Wednesday, August 13, 2014

This is why moving sucks.

About a month ago I moved into my 4th apartment since moving out of my parents house. One thing about moving. It sucks.

But it sucks in levels. First you're all excited about finding a new place. You see it and immediately envision your new life there. You sign a lease and your content. Then come the fees. Everyone seems to forget about the fees. Application fee, security deposit, pet fee, cable setup fee, parking, first months rent..etc etc etc. You basically drain your entire bank account before you even get the keys.

Then there's packing. There's levels to packing as well. You look around at all your crap and estimate that you'll need a certain number of boxes. Take that number and multiply by two because you WILL need them. Every time I move I tell myself I'm going to minimize. HA.

Pro tip: down a bottle of wine and throw away everything that reminds of you things you don't want to remember. Like that shirt you wore the night you got rejected and can now never wear again. 

If you're moving into your first place or just want new stuff, you have the pleasure of getting to quickly realize how unnecessarily expensive furnishing an apartment is. Now I know what every one is going to say. "just go to Ikea, they have everything and it's cheap."

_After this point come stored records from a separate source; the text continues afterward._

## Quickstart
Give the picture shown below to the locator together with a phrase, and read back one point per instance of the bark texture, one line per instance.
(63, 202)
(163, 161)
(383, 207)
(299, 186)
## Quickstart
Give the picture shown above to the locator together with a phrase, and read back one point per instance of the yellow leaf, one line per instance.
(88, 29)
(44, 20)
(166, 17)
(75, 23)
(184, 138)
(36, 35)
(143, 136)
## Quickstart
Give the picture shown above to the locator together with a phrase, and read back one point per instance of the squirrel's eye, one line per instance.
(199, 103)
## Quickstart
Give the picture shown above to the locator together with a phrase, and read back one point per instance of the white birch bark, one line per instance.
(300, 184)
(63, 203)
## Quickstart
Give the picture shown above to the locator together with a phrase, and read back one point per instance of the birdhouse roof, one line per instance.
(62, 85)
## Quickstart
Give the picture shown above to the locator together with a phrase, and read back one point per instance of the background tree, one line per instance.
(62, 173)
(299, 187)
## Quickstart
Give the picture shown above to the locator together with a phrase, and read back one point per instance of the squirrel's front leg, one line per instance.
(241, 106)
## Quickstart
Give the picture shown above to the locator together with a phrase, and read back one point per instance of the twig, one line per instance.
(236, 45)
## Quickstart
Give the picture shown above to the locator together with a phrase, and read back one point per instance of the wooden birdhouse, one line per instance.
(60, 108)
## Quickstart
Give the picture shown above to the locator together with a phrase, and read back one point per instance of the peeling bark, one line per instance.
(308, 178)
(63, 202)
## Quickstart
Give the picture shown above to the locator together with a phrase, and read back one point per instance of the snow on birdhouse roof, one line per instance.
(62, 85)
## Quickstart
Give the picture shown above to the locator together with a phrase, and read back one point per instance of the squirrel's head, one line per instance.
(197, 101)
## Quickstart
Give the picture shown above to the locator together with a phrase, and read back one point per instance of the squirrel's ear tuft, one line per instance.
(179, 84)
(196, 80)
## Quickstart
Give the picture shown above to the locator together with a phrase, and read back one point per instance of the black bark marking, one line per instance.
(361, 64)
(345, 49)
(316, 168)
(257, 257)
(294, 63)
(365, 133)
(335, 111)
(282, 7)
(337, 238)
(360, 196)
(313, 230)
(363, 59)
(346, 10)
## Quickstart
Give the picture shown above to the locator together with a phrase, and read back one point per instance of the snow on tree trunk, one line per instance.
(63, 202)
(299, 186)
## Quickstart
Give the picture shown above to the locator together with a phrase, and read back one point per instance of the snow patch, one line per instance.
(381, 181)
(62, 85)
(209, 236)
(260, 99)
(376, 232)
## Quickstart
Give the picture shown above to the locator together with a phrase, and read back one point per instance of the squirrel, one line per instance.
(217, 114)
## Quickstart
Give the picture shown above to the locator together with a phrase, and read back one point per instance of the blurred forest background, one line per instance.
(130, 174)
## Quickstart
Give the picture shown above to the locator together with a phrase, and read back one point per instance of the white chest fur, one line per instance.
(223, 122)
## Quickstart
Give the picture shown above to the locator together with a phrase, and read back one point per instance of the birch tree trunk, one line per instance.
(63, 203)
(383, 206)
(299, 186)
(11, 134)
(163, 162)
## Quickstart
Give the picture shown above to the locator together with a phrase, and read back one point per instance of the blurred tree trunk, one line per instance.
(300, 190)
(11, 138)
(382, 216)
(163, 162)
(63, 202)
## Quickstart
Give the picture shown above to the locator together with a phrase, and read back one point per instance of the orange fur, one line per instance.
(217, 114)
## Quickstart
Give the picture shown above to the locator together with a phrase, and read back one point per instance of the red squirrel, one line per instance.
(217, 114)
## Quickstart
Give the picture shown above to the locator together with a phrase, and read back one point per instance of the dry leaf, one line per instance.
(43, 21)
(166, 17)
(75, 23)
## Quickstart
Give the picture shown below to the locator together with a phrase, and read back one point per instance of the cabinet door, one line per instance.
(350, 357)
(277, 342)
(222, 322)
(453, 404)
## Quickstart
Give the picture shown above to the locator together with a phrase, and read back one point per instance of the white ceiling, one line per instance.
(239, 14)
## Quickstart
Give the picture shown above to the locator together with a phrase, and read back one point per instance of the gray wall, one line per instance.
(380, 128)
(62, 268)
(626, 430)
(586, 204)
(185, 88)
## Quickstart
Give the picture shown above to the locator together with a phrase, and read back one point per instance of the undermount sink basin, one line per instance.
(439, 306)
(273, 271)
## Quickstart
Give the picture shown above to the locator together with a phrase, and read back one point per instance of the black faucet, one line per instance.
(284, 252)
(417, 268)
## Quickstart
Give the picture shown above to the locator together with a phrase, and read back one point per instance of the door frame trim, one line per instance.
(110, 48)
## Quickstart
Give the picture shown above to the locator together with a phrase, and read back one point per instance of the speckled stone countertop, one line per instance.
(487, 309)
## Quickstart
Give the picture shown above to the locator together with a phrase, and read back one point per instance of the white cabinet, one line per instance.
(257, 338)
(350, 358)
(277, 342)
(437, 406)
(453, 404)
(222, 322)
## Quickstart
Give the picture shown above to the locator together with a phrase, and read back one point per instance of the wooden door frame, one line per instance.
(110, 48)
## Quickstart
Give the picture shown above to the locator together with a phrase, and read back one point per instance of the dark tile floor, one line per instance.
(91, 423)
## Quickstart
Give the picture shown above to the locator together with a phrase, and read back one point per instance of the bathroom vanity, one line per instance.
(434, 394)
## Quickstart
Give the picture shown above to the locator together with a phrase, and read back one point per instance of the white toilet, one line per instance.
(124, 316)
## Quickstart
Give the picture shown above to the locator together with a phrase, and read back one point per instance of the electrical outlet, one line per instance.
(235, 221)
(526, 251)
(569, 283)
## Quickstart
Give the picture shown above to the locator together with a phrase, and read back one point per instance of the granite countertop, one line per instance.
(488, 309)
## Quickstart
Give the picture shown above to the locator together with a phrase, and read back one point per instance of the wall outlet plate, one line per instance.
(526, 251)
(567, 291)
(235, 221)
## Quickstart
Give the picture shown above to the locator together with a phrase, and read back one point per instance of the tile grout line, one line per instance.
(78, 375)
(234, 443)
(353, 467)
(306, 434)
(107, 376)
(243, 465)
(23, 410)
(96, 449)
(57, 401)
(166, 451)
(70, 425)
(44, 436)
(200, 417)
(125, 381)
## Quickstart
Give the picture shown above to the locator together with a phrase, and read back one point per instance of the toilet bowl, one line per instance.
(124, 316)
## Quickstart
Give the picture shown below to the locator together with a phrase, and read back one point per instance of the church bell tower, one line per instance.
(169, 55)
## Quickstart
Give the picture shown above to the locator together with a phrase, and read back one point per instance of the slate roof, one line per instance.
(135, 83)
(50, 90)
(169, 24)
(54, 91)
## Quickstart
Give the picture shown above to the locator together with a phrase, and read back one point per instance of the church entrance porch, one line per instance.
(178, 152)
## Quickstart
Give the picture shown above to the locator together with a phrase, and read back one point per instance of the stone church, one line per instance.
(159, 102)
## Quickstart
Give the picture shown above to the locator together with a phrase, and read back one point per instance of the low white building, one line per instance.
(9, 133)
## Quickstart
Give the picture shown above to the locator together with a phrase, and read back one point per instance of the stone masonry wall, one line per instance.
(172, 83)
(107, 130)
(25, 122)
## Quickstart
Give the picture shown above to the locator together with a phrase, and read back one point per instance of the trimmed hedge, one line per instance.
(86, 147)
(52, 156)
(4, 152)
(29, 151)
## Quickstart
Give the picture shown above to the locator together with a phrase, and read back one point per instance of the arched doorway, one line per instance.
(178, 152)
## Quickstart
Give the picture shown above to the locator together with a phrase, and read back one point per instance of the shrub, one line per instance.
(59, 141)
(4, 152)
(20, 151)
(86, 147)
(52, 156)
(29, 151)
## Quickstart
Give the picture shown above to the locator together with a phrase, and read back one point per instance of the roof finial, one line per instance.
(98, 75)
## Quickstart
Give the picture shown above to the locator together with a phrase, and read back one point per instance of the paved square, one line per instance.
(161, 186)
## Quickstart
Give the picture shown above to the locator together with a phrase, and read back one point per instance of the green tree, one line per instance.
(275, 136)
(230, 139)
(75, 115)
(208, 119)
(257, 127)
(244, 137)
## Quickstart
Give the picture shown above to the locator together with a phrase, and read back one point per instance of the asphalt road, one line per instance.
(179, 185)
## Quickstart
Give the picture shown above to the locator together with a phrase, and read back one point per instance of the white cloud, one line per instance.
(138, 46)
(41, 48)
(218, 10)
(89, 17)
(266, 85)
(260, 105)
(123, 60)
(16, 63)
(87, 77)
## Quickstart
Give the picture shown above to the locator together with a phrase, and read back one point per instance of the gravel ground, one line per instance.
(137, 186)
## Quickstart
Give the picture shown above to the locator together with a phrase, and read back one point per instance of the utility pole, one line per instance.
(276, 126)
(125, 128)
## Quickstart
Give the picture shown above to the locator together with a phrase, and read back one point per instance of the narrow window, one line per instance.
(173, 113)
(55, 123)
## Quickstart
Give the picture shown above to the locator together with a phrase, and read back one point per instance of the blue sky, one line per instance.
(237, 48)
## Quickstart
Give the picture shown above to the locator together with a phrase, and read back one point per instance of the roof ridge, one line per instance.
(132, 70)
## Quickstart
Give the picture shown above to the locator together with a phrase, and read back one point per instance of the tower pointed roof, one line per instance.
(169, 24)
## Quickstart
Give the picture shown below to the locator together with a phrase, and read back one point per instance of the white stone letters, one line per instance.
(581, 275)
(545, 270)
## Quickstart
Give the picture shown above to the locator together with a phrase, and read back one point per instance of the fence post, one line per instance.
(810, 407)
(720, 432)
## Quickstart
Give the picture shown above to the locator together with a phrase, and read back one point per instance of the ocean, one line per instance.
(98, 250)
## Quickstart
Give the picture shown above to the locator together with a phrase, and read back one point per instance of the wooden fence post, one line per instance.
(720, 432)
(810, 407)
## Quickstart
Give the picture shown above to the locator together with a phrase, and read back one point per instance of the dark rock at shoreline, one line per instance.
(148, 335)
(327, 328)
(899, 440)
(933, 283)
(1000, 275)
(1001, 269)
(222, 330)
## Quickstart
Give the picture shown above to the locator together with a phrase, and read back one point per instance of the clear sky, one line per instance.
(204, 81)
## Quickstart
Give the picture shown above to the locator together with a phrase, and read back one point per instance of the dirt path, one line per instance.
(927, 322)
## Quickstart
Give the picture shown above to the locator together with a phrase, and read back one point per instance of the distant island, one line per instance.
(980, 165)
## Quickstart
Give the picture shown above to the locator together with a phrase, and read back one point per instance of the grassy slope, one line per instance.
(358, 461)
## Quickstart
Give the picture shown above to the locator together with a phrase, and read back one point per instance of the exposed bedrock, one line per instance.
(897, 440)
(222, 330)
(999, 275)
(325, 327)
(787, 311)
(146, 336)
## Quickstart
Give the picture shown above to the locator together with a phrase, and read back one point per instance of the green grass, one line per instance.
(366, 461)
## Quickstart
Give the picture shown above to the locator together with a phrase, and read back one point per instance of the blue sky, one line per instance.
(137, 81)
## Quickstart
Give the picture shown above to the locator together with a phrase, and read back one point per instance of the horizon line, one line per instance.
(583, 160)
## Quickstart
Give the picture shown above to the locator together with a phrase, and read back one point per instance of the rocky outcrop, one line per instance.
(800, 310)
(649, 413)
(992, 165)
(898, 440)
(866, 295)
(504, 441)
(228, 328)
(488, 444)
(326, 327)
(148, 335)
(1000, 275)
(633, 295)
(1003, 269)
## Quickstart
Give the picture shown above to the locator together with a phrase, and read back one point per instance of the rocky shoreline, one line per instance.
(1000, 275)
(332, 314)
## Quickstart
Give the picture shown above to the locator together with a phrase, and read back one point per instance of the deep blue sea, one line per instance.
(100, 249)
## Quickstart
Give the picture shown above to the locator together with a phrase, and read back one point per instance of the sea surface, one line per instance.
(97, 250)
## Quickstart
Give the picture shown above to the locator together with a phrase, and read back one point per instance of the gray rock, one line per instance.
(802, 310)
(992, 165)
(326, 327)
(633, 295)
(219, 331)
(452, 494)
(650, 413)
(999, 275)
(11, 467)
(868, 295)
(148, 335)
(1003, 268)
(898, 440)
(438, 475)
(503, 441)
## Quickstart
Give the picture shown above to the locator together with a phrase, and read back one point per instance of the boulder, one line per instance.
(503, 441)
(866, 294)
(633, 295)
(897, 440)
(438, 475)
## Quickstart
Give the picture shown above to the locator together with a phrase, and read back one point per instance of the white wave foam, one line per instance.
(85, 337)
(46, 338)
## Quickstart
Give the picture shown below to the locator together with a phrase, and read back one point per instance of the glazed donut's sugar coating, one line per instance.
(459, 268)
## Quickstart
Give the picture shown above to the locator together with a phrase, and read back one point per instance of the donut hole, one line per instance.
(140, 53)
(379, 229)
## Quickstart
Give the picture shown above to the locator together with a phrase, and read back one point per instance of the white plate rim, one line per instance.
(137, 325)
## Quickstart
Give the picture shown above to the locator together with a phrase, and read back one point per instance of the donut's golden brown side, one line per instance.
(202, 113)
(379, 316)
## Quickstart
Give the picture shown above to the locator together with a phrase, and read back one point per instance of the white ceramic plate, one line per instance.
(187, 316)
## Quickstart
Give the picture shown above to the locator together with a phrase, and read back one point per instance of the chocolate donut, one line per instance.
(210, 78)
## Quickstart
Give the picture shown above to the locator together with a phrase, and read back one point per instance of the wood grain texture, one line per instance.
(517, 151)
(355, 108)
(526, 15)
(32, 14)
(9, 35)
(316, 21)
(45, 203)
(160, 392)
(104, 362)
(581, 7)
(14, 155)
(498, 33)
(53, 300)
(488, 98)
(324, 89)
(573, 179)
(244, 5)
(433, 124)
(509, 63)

Umm yeah. Ikea sucks. You may think its like mecca for interior decorating but you're wrong. Unless you have a boyfriend willing to asseble everything from a couch to some storage bins (EVEN THE BINS DONT COME ASSEMBLED). THEN if you ever decide to move again...RIP to all the things you built yourself without really reading the instructions. Notice all the broken dressers in front of houses on your block? Those all belong to Ikea enthusiasts who thought their $100 MALM dresser would last through their twenties.

 

Here's what I can say about moving around a lot. If you need to stay in the same city, and you're young, move as much as you can. Explore new neighborhoods. But move for yourself. Don't move to leave your problems behind or to potentially be closer to someone. That never works. Your problems will follow you wherever you go so at least make sure you like where you're coming home to.